Friday, October 21, 2011

Ten years in the making…

Literary Reputations: Kathleen Jones on Katherine Mansfield, Wednesday 19th October, 1pm, Becker Room, City Library

Words by Charlotte Hubback.



London, 1907. Imagine a young girl from New Zealand, dreaming of being a writer, just about to leave her teenage years behind. Her parents have not thought to inform her of the facts of life. She falls in love with a young musician, gets pregnant, panics. She decides to marry her music teacher, whom she does not love; but on their wedding night she cannot bring herself to consummate the marriage. Her mother eventually takes her to a German convent, and leaves her to bring the baby to term and give birth alone. The girl catches flu; the baby is stillborn.

This is Edwardian times so this shameful secret must never be spoken of again. "It marked her for life… It was the most important thing about her, the most true thing, and she couldn’t tell others."

The girl was Katherine Mansfield, one of the most influential short story writers of the 20th century, and Kathleen Jones, her most recent biographer, is recounting this to us. The audience hears the depth of compassion in Jones’ voice; and then the outrage when she outlines the actions of Mansfield’s mother: "It was such a callous act. I can’t believe anyone could do that to their own child."

Jones is a popular literary biographer of women writers ranging from Christina Rossetti to Catherine Cookson. She also writes short stories and is a published poet. It took her 10 years to research and write this latest biography, but her evident enthusiasm for her subject obviously lived up to the task. We hear the excitement in her voice as she describes arriving at one source’s house, someone she expected to have a small amount of relevant material – but then she was shown seven large boxes and to read them she had to stay for a week! We do not learn of her host’s reaction to this…

There has been a clutch of Mansfield biographies published already so the case is made for the new one, and I am certainly convinced. A wealth of new source material, some of which showed the extent of her husband, John Middleton Murry’s editing, is now in the public domain. Since the 1980s two scholars have worked tremendously hard transcribing diaries and letters, and Jones speaks of her huge gratitude to them for this. She is keen to rehabilitate the reputation of Murry, who seems to have been painted as Public Enemy Number One by many fans. Without his moulding of the "Mansfield Myth", Jones says the author would not be so widely read or known today. (He did benefit financially from this; he was accused of "grinding her bones to make your bread" and DH Lawrence accused him of "publishing her wastepaper basket".)

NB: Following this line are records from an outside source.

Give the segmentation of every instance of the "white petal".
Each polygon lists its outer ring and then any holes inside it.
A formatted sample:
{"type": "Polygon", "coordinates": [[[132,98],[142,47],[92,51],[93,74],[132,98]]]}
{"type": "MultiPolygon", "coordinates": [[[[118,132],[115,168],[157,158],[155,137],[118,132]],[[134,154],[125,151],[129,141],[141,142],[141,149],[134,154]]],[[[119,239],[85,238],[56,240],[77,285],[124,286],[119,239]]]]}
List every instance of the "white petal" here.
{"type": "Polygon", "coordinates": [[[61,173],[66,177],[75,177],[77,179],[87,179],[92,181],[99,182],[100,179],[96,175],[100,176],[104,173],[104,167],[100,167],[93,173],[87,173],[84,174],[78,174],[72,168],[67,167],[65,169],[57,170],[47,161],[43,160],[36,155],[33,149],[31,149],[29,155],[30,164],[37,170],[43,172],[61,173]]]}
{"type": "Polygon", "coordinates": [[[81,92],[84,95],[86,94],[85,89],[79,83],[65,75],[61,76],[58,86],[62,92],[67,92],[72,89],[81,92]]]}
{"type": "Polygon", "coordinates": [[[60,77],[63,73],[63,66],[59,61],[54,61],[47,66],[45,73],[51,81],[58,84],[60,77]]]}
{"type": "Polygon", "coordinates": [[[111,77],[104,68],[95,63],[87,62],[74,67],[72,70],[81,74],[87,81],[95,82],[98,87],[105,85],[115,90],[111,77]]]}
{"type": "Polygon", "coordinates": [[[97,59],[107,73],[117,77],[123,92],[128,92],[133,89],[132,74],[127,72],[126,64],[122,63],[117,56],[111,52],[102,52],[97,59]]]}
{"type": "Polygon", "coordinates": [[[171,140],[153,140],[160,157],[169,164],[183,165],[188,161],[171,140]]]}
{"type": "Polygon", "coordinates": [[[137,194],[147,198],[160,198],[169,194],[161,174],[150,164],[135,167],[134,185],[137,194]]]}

My interest is most piqued by the anecdotes concerning Mansfield’s talented contemporaries. At one point, she was struggling to find time to write due to their financial difficulties, constant house moves, and the "burden of domesticity". She met Rupert Brooke in the street and he asked, "Do you still write?" – a devastating inquiry.

Mansfield and Murry got to know Frieda and DH Lawrence; Katherine described them "as the only real friends we had", and the audience listens attentively to the complicated sexual and intellectual dimensions of this foursome.

And then there was the great friendship with Virginia Woolf; two equally brilliant writers and perhaps equally troubled individuals. Mansfield died, aged 34, from second stage TB. On her death, Woolf said, "When I began to write, it seemed to me there was no point in writing. Katherine won’t read it. Katherine’s my rival no longer."

Jones illustrates her talk with some moving black and white images, helping to bring Mansfield’s gripping story to life. Murry married three more times, each episode almost sounding like an EastEnders plotline.

There is more to add but limits of space mean I must stop! At the end, the bookstall quickly sells all their copies of Jones' Katherine Mansfield: The Story-Teller, and this seems a fitting end to a fantastic event.

We are in the Becker Room, on the first floor of the City Library on Deansgate. The room is Victorian; dark carved panelling, beautifully designed windows, each with stained glass at the top, and a moulded ceiling. It belongs to an age when illegitimate children were the ultimate taboo, tuberculosis was a death sentence, and a passionate, impulsive and extremely talented woman was made to suffer for her "sins". We owe many thanks to Kathleen Jones for delineating this life with such skill and verve.

The final words must come from an audience member: "You bought her to life as a person for me." What more could we ask of a biographer?

Charlotte Hubback is a freelance editor and a qualified counsellor. She contributed to Rob Frost: Reflections On A Life Well Lived (published by Authentic Media).